Vader Jakob
8. Jakobs worsteling bij Pniël
Laban met zijn mannen was naar huis vertrokken en Jakob zette de reis voort naar Kanaän, het land van zijn vaderen. Niet lang hierna liet de Heere hem zien hoe groot en machtig Hij was om hem te beschermen. Jakob zag zich op een keer omringd door een dubbel leger van engelen (Gen. 31:1). Dat alles tot bemoediging van hem die straks zijn broer Ezau zou moeten ontmoeten. Eén engel sloeg eens 185.000 Assyriërs dood en Jakob kreeg een dubbel leger van engelen te zien. De plaats waar dat gebeurde, noemde hij Mahanáïm.
Toen Jakob in de buurt van het gebied van Ezau kwam, stuurde hij boden vooruit om zijn komst te melden en zei: ’Vertel aan mijn heer Ezau dat ik met mijn familie en veestapel door zijn gebied hoop te trekken en vraag hem of hij mij dat welwillend zal toestaan’ (Gen. 32:5 met de kanttek.). Niet lang hierna kwamen de boden terug met de ontstellende mededeling: ’Ezau trekt u tegemoet met vierhonderd gewapende mannen!’ Toen wist Jakob zich geen raad meer en de moed zonk hem in de schoenen. Hij vreesde dat zijn broer op hem en de zijnen wraak zou nemen voor zijn bedrog van twintig jaar geleden. Uit voorzorg verdeelde Jakob alles wat van hem was in twee groepen. Zou Ezau de ene groep slaan, dan zou het andere deel mogelijk nog kunnen ontsnappen.
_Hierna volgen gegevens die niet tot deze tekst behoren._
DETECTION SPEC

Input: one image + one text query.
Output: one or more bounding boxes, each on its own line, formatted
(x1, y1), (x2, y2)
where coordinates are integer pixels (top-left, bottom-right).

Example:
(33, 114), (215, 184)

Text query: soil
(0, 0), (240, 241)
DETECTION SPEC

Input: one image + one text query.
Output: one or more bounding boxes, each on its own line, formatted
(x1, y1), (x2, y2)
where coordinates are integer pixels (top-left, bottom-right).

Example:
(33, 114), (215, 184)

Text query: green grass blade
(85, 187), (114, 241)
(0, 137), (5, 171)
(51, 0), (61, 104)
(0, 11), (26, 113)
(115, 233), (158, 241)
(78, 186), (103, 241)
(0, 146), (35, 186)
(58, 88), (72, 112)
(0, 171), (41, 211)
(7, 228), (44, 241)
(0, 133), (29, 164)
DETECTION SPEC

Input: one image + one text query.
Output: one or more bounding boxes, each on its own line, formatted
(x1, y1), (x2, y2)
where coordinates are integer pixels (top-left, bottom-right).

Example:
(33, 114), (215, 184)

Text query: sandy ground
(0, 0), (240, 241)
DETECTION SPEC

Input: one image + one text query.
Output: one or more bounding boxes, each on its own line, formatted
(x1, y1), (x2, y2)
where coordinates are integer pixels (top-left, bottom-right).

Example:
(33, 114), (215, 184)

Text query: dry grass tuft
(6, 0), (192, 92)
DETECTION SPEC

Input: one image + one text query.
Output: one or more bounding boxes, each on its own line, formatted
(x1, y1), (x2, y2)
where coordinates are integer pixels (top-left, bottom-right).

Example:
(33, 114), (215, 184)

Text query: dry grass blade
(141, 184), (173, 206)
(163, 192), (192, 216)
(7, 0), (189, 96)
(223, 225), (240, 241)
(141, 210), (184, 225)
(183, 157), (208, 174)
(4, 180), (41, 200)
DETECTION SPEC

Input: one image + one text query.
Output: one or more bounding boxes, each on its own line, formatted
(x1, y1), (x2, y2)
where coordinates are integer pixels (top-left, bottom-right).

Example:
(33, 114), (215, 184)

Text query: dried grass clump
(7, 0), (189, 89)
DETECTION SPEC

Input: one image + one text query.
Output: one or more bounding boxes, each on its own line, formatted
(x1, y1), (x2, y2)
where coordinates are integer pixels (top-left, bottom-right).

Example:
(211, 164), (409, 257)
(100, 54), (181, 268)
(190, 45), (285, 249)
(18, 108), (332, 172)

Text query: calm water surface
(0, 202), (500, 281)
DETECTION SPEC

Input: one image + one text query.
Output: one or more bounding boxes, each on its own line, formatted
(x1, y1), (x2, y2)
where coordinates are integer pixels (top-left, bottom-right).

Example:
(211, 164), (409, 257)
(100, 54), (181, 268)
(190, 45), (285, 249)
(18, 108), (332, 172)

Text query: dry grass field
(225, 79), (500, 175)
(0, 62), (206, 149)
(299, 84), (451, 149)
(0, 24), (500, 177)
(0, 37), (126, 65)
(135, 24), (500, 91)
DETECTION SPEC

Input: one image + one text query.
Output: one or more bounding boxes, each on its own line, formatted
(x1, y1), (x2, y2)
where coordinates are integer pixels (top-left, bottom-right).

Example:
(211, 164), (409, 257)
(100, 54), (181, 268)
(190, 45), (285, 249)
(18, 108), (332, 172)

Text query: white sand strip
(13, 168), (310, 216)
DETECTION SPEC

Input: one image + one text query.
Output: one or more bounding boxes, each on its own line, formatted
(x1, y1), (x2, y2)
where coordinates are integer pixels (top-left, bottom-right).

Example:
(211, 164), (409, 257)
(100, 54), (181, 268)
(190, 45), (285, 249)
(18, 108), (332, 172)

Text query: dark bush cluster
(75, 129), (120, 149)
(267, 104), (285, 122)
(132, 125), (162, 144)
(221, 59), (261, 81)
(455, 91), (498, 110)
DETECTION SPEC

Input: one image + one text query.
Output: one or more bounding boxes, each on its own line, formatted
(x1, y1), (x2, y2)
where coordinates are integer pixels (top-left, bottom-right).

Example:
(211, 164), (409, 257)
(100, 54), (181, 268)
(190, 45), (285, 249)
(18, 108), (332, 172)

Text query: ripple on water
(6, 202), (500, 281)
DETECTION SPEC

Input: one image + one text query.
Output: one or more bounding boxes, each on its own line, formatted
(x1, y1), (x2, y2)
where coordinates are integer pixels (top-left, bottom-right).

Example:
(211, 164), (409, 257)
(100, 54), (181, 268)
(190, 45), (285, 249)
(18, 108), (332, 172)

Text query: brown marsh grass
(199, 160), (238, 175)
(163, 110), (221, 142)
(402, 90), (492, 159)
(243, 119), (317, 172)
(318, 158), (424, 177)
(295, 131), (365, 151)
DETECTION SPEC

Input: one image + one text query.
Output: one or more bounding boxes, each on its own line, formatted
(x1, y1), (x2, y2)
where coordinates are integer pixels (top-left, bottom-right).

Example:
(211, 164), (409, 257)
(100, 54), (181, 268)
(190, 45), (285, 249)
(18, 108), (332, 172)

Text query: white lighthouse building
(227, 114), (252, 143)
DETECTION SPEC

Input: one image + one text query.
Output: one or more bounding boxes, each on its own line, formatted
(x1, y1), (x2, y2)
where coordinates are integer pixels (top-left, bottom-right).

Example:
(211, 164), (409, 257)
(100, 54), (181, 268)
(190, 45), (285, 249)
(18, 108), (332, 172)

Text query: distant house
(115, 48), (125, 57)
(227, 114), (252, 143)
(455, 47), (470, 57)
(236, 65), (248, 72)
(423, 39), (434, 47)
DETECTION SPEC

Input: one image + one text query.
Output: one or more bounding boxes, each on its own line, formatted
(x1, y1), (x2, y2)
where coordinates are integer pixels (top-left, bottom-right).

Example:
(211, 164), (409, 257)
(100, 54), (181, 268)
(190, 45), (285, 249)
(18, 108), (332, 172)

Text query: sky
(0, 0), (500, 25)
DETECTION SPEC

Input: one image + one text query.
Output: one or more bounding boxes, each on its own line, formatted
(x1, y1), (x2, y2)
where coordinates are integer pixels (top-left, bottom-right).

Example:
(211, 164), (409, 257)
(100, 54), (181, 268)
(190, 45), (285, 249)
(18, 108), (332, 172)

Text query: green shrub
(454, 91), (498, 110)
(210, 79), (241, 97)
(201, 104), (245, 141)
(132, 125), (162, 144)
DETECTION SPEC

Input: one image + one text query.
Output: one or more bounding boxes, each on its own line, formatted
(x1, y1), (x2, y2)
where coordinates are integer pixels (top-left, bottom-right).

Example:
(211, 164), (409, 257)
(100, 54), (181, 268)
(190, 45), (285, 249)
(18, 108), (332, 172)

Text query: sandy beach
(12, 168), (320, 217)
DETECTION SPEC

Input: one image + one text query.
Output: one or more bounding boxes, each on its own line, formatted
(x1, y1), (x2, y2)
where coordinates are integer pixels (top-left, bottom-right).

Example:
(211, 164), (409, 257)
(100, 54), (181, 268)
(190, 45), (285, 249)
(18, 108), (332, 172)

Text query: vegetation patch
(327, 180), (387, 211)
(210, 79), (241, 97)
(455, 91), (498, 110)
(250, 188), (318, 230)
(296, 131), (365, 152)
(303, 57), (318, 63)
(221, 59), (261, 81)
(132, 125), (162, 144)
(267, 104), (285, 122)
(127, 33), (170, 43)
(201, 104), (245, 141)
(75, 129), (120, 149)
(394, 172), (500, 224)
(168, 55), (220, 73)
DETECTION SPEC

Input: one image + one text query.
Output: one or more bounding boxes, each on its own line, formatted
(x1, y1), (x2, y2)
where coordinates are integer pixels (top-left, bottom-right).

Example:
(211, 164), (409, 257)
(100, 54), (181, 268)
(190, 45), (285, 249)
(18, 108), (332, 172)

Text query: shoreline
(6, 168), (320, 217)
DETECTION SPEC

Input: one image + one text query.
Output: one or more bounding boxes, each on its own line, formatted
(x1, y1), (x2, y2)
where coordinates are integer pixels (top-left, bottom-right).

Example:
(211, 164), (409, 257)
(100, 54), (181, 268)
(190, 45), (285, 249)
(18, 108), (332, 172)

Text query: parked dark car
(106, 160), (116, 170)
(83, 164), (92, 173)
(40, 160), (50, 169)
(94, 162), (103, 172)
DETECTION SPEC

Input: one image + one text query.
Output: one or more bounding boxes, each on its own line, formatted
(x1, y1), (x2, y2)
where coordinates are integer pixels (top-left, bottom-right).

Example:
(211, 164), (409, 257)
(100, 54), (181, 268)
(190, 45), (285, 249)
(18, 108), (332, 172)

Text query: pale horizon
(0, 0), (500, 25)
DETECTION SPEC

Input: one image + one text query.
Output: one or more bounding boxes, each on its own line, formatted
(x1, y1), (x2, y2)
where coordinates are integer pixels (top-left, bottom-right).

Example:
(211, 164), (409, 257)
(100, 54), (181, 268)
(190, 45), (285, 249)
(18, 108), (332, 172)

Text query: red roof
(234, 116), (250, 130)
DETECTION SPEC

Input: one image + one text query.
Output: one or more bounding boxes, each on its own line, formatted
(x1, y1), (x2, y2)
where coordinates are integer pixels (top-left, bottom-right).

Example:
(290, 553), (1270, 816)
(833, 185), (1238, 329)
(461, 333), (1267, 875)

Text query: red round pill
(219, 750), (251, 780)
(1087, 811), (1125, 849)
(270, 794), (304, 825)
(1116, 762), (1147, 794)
Het laat ons zien dat Jakob de toekomst heel donker inzag. Aan het verschijnen van de engelen in Mahanáïm had hij geen houvast meer en in zijn grote nood vluchtte hij in gebed tot de Heere. Hij riep uit: ’O Heere, God van mijn vader Abraham en Izak, zou U voor mij willen zorgen? U hebt gegeven dat ik slechts met een staf over de Jordaan ben gegaan en nu keer ik terug met vrouwen, kinderen en veel vee. Wat hebt U mij al die jaren gezegend en ik ben het, Heere, niet waard dat U me dat gedaan hebt. Ik heb verdiend dat U niet meer naar mij omziet. Maar Heere, ik pleit op Uw belofte en toezegging, want U hebt beloofd: Ik zal gewisselijk bij u weldoen, en Ik zal uw zaad stellen als het zand der zee, dat vanwege de menigte niet geteld kan worden (Gen. 32:12). O Heere, sta mij bij en red me uit de hand van Ezau, want ik vrees dat hij mij en mijn kinderen doden zal.’ Toen ging de zon onder en werd het nacht.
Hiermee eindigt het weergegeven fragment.